Viktor Orbán, le premier ministre hongrois fièrement « illibéral » et coqueluche de la nouvelle droite nationaliste américaine, vient de subir un revers cuisant dans les urnes. Pour ceux qui voyaient en la Hongrie le laboratoire d'un futur conservateur radieux, le réveil est brutal.
La Hongrie : Le nouveau mirage idéologique
Au cours de la dernière décennie, la Hongrie est devenue pour la "New Right" ce que la Suède ou Cuba étaient pour la vieille gauche : un écran de fumée sur lequel projeter des fantasmes politiques.
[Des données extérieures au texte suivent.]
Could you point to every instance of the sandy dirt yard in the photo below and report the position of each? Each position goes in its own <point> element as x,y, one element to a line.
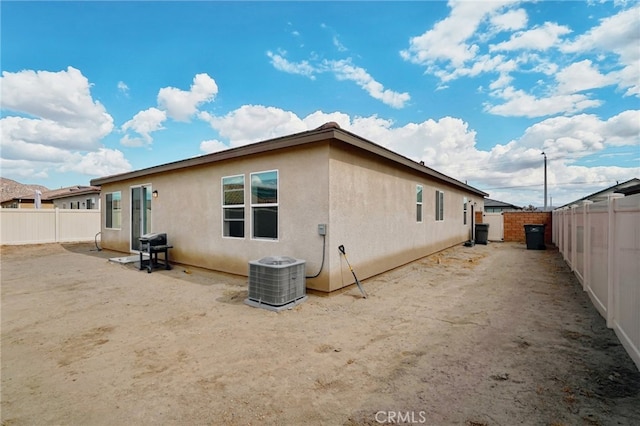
<point>484,335</point>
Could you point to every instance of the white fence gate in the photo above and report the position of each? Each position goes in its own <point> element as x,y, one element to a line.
<point>37,226</point>
<point>601,243</point>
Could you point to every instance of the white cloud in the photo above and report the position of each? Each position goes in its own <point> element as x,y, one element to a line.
<point>302,68</point>
<point>345,70</point>
<point>521,104</point>
<point>212,146</point>
<point>459,46</point>
<point>181,105</point>
<point>144,123</point>
<point>103,162</point>
<point>447,41</point>
<point>540,38</point>
<point>510,20</point>
<point>57,125</point>
<point>449,146</point>
<point>65,114</point>
<point>617,34</point>
<point>581,76</point>
<point>123,88</point>
<point>252,123</point>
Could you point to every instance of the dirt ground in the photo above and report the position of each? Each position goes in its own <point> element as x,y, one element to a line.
<point>484,335</point>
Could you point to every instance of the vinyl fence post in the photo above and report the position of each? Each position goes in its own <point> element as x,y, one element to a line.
<point>574,238</point>
<point>57,225</point>
<point>611,250</point>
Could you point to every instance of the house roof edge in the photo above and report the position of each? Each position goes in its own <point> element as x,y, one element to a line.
<point>322,133</point>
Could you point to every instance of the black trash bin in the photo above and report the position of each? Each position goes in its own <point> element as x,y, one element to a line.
<point>482,233</point>
<point>535,237</point>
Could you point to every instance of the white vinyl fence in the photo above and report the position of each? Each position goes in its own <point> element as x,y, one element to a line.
<point>37,226</point>
<point>601,243</point>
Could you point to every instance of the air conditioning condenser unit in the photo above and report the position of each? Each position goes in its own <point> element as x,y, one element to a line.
<point>276,283</point>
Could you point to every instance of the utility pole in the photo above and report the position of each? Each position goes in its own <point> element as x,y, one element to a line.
<point>545,181</point>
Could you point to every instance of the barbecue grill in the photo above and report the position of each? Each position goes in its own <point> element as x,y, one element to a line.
<point>152,244</point>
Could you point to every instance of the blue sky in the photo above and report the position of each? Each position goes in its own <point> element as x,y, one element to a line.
<point>476,90</point>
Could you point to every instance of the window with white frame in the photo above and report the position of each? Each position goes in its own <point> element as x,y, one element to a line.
<point>113,212</point>
<point>264,205</point>
<point>233,206</point>
<point>418,203</point>
<point>439,205</point>
<point>464,210</point>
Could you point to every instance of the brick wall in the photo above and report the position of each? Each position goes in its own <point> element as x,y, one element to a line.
<point>514,225</point>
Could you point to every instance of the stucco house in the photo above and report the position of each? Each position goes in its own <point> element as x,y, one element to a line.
<point>222,210</point>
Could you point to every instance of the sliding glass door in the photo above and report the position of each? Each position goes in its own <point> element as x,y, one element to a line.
<point>140,214</point>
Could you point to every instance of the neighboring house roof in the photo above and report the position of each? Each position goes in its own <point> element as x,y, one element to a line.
<point>626,188</point>
<point>327,131</point>
<point>71,191</point>
<point>488,202</point>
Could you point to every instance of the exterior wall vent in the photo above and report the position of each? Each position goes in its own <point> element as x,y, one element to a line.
<point>276,283</point>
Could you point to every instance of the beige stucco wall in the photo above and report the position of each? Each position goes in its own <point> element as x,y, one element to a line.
<point>368,204</point>
<point>373,214</point>
<point>188,209</point>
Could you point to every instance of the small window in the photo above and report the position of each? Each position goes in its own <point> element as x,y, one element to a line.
<point>464,210</point>
<point>418,203</point>
<point>233,206</point>
<point>113,212</point>
<point>439,206</point>
<point>264,205</point>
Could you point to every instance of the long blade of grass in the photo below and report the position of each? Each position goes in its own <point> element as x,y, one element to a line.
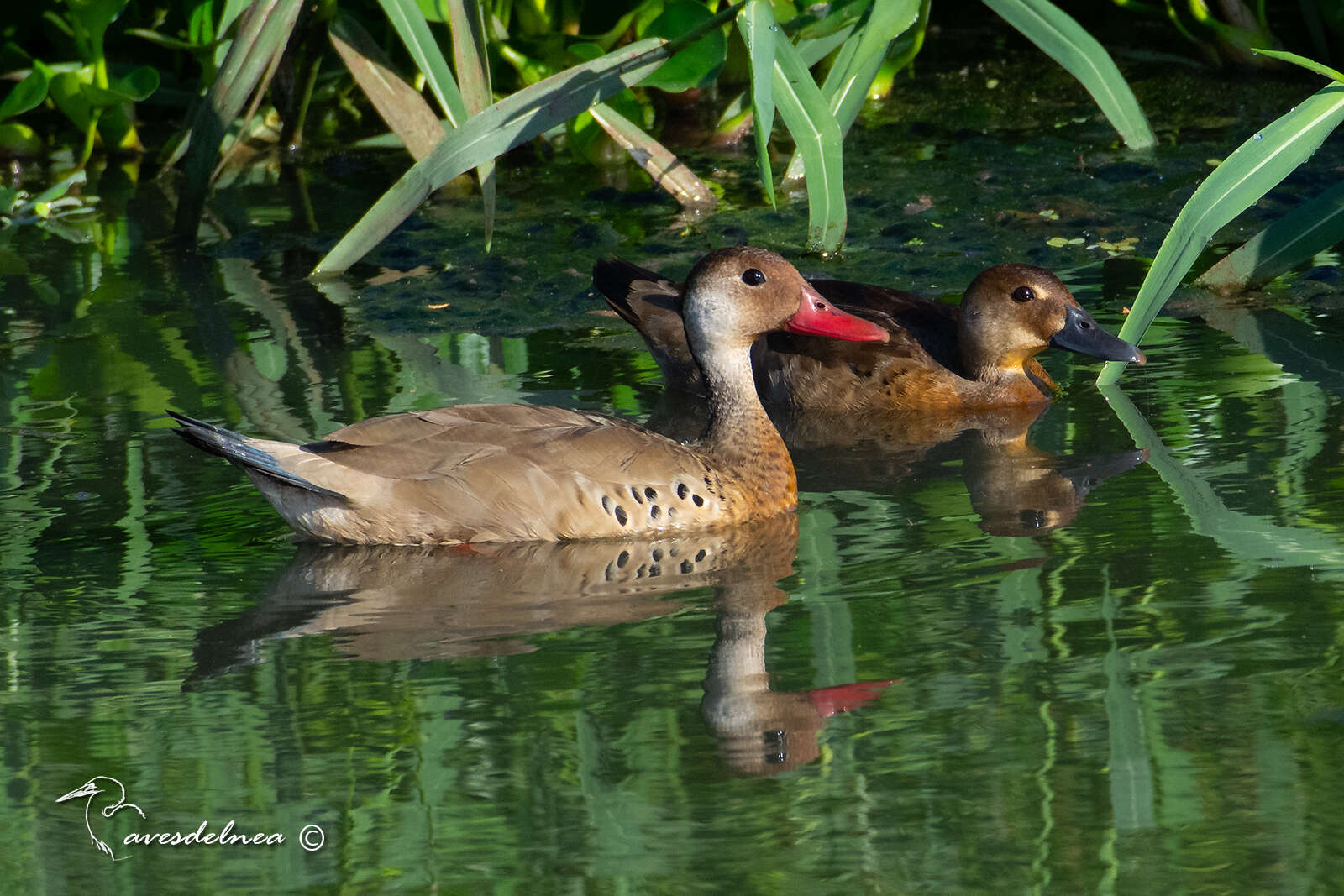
<point>1250,172</point>
<point>817,136</point>
<point>759,29</point>
<point>506,123</point>
<point>1290,239</point>
<point>474,76</point>
<point>400,105</point>
<point>887,22</point>
<point>413,29</point>
<point>1310,65</point>
<point>261,36</point>
<point>857,66</point>
<point>662,165</point>
<point>1068,43</point>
Si Bernie Sanders vante le modèle nordique (en omettant souvent qu'il repose sur une taxation massive de la classe moyenne), la droite dure américaine, de Donald Trump à Tucker Carlson, a fait d'Orbán son héros. Patrick Deneen et Kevin Roberts (président de la Heritage Foundation) y voyaient un « modèle de gouvernance » capable d'utiliser l'État pour imposer des valeurs conservatrices, au mépris des structures libérales classiques.
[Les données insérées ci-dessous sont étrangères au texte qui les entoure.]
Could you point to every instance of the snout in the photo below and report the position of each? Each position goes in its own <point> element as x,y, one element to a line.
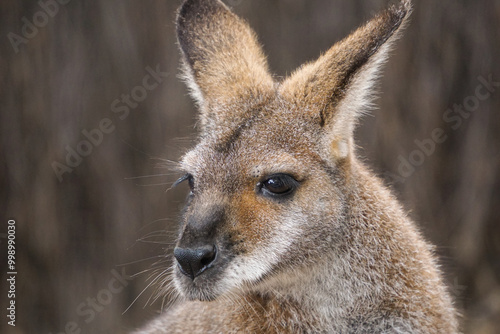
<point>194,261</point>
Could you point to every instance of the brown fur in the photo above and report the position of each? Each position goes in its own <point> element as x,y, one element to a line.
<point>338,255</point>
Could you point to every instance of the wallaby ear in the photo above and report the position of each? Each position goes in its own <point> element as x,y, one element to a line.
<point>222,59</point>
<point>338,87</point>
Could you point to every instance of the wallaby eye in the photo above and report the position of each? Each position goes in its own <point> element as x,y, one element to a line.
<point>191,182</point>
<point>278,185</point>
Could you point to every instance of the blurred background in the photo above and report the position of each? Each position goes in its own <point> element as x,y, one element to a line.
<point>92,114</point>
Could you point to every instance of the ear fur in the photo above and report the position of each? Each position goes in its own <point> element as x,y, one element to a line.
<point>222,60</point>
<point>337,88</point>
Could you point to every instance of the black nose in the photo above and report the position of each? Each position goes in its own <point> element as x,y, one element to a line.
<point>192,262</point>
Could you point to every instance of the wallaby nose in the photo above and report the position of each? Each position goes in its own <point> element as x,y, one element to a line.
<point>193,262</point>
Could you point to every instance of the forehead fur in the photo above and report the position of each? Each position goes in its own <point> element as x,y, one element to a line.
<point>272,130</point>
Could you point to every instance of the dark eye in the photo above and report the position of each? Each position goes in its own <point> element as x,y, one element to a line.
<point>191,182</point>
<point>278,185</point>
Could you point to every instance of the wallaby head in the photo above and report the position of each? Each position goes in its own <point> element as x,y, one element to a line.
<point>278,198</point>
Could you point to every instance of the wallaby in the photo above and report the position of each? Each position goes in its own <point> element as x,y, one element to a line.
<point>285,230</point>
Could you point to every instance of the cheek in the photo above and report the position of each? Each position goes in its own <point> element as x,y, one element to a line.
<point>252,221</point>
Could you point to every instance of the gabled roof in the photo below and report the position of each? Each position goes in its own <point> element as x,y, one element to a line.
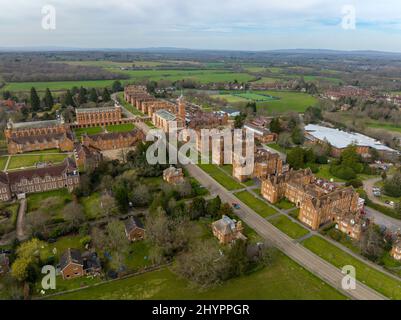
<point>71,256</point>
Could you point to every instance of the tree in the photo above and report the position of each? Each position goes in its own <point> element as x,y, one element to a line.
<point>106,95</point>
<point>68,99</point>
<point>48,100</point>
<point>117,86</point>
<point>35,101</point>
<point>275,125</point>
<point>82,96</point>
<point>73,213</point>
<point>93,95</point>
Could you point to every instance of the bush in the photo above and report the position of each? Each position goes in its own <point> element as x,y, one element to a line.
<point>356,183</point>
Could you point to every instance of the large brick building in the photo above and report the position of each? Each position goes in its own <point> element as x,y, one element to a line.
<point>319,201</point>
<point>113,140</point>
<point>38,135</point>
<point>92,117</point>
<point>64,175</point>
Qu'est-ce que "l'Illibéralisme" au juste ?
Quand Orbán rejette le "libéralisme", il ne s'attaque pas à la gauche moderne, mais aux fondements mêmes de nos démocraties :
L’héritage des Lumières : La pensée de Locke et d'Adam Smith.
Les contre-pouvoirs : Orbán les qualifie d'invention américaine née d'une « médiocrité intellectuelle ».
L'État de droit : Pour lui, la nation n'est pas un groupe d'individus libres, mais une communauté qui doit être "construite" par l'État.
Pourtant, c’est précisément ce système de checks and balances (poids et contre-poids) qui empêche un dirigeant, qu'il s'agisse de Biden ou de Trump, d'agir par simple décret royal.
La corruption : Le poison lent du modèle Orbán
Si Orbán a perdu, ce n’est pas uniquement par idéologie, mais par pragmatisme. Ses détracteurs l'accusaient de dériver vers l'autoritarisme ; la réalité est qu'il a surtout sombré dans la corruption systémique.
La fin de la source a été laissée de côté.